Pourtant, le Québec produit des trains, des rames de métro, des autobus et de l’électricité.

[C]ôté des ménages, les transports accaparent aujourd’hui plus de 20 % du revenu disponible, soit plus que l’alimentation (14 %) et à peine moins que l’habitation (24 %).

[B]ien que le nombre de véhicules vendus au Québec n’ait progressé que de 8 % en dix ans, la valeur des ventes a progressé de 44 %.
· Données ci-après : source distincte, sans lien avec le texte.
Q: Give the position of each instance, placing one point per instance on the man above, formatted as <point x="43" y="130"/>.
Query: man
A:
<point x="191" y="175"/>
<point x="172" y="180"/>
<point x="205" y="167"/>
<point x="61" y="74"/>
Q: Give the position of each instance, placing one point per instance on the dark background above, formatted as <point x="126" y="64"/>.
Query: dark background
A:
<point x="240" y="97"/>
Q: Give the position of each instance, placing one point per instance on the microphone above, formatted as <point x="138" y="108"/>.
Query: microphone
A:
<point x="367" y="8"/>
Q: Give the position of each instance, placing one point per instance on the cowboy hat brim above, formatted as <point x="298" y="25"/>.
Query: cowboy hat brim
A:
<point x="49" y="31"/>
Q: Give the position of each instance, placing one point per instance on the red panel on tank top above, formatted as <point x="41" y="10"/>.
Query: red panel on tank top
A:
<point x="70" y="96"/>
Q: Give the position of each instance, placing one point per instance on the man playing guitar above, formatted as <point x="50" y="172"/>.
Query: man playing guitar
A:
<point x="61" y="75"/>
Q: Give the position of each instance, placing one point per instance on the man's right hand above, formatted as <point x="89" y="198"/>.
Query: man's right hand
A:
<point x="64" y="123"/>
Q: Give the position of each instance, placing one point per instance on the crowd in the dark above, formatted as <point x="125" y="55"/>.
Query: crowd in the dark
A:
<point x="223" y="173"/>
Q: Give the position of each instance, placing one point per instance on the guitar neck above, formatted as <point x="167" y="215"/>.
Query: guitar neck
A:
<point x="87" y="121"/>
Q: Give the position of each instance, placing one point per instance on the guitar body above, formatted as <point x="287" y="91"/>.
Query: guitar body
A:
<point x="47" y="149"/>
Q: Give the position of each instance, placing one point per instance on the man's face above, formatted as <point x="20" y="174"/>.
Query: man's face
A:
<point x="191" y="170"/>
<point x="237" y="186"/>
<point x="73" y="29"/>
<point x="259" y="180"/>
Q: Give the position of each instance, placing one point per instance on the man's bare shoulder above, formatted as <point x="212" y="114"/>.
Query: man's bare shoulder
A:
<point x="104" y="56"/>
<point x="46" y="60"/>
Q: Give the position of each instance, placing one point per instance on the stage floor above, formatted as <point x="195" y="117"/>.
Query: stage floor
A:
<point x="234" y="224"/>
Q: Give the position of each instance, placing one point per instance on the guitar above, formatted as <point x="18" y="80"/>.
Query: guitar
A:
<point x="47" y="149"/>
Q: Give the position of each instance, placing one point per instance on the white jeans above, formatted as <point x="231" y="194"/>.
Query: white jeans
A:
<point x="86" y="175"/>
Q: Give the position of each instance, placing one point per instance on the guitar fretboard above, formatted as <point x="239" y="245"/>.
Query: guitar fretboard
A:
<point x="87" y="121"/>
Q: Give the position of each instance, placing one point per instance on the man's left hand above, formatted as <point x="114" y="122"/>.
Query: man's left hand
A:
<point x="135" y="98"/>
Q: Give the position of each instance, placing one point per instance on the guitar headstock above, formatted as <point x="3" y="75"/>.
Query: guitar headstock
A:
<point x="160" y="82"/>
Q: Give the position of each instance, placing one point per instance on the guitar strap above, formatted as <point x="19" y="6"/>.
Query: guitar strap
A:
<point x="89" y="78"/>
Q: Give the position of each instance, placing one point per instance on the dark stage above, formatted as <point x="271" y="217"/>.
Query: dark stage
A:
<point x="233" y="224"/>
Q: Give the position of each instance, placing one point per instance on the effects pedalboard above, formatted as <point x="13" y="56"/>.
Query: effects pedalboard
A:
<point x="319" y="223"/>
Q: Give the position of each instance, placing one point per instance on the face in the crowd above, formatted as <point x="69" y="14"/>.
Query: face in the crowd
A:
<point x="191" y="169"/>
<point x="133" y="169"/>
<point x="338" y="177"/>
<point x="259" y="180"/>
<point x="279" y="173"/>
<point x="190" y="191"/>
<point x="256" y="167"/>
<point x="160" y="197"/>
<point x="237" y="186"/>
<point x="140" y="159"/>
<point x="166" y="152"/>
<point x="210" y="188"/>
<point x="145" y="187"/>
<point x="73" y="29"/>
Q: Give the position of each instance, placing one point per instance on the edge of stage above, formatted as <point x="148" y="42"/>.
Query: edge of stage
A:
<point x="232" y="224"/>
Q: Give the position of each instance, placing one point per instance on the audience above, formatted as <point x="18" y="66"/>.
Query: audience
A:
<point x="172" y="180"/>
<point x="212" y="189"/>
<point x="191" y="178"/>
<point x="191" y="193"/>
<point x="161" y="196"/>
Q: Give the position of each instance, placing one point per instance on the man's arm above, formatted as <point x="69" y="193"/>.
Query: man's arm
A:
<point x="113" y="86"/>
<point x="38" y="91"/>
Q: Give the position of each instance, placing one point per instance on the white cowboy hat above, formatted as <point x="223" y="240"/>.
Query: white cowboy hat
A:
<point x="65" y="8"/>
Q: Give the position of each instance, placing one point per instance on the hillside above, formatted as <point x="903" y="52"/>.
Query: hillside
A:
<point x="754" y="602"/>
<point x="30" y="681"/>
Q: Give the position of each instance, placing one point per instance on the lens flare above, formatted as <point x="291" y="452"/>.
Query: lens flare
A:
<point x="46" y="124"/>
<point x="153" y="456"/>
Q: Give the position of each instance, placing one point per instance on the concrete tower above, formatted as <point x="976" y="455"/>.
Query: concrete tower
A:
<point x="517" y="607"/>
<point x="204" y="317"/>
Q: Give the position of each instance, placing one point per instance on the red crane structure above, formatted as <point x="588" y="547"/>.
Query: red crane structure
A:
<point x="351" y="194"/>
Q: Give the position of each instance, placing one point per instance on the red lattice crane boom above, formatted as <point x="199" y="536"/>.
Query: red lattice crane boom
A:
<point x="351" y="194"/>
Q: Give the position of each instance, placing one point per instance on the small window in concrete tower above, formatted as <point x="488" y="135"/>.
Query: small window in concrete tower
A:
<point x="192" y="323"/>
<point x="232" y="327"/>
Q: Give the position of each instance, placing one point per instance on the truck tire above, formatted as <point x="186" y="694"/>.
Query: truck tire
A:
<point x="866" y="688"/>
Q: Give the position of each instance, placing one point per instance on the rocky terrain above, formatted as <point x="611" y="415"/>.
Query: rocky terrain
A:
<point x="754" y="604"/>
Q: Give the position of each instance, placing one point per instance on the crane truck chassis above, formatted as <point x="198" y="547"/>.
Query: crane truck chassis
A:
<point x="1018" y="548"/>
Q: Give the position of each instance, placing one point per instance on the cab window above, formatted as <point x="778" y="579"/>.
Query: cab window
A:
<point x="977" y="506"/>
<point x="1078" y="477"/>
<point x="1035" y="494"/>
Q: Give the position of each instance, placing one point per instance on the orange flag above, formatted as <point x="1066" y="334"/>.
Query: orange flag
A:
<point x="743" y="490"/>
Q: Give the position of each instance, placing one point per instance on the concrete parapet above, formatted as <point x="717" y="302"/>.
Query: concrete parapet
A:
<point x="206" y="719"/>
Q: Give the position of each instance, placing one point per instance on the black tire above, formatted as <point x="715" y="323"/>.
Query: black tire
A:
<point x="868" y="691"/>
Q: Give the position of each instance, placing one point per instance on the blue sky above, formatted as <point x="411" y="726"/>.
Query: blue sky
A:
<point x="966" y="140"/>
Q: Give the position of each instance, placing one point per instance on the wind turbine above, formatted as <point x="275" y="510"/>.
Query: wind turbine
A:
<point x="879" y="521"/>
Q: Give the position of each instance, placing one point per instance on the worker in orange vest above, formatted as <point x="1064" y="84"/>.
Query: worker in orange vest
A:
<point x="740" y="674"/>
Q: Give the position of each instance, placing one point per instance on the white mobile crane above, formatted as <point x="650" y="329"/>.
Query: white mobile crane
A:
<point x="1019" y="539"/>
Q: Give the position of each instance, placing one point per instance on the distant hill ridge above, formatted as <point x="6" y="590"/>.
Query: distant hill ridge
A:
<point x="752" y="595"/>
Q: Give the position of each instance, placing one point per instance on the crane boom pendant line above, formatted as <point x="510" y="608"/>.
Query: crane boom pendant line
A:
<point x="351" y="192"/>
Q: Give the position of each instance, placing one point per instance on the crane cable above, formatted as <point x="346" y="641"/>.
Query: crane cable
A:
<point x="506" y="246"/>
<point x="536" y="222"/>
[O]utils de gestion de la demande à travers une tarification dynamique et le développement de solutions qui visent à optimiser l’usage des infrastructures existantes.

Économie, Ianik Marcil

L’intervention étatique s’oppose à la liberté individuelle : il s’agit là du socle fondamental de la droite économique.

Ne reste qu’une vision de la société atomisée, individualiste, à court terme et utilitariste alors que le Québec économique moderne a été fondé sur un idéal de développement économique conjoint entre l’État, l’entreprise privée et la société civile.

Éducation, Claude Lessard

La place du réseau scolaire privé: Le Québec est sur ce plan le champion incontesté de l’Amérique du Nord, en grande partie parce que l’État québécois soutient financièrement les écoles privées.

On pourrait aussi financer [les écoles privées] à 100 % et ainsi les intégrer au système public. Si l’on conserve le privé, il faudrait sérieusement s’atteler à définir ce que signifie sa complémentarité avec le public.

Agriculture, Claire Bolduc

Puisque la seule recherche de la croissance économique, qui inspire le plus souvent les grands décideurs et nos gouvernements, n’a pas réglé et ne peut pas régler les problèmes qui confrontent le monde rural et notre société en général, nous devons favoriser une approche territoriale du développement où priment les intérêts et les enjeux des territoires et des communautés humaines qui y sont implantées.

Politiques, Gérald Larose

Il ne s’est jamais agi d’assainir les finances publiques. Elles n’étaient pas malsaines.

Dès leur arrivée en 2003, les libéraux ont accaparé les surplus des CPE sous prétexte que c’était l’argent de l’État, empêchant ainsi tout développement futur.

[L]es baisses successives d’impôt des deux dernières décennies le privaient (l’Etat) de plus de 11 milliards de dollars annuellement.

Le modèle québécois, lui, se configure autour de trois éléments piliers : 1) une société civile organisée et mobilisée ; 2) des hommes et des femmes politiques qui ont des idéaux et qui croient au rôle de la puissance publique pour atteindre des objectifs de société ; 3) des mécanismes de dialogue social (des instances ou des institutions), de concertation, de coconstruction ou de coproduction de politiques ou de services

Dans cette idéologie, en dépit de ce qu’ils racontent, l’austérité n’est pas une traversée du désert ou un mauvais moment à passer. C’est une arme pour façonner un nouvel habitus culturel.

S’attaquant à l’État, méprisant la société civile et reléguant l’appartenance nationale à un choix individuel, les néoconservateurs et néolibéraux discréditent la vie politique et gangrènent la démocratie.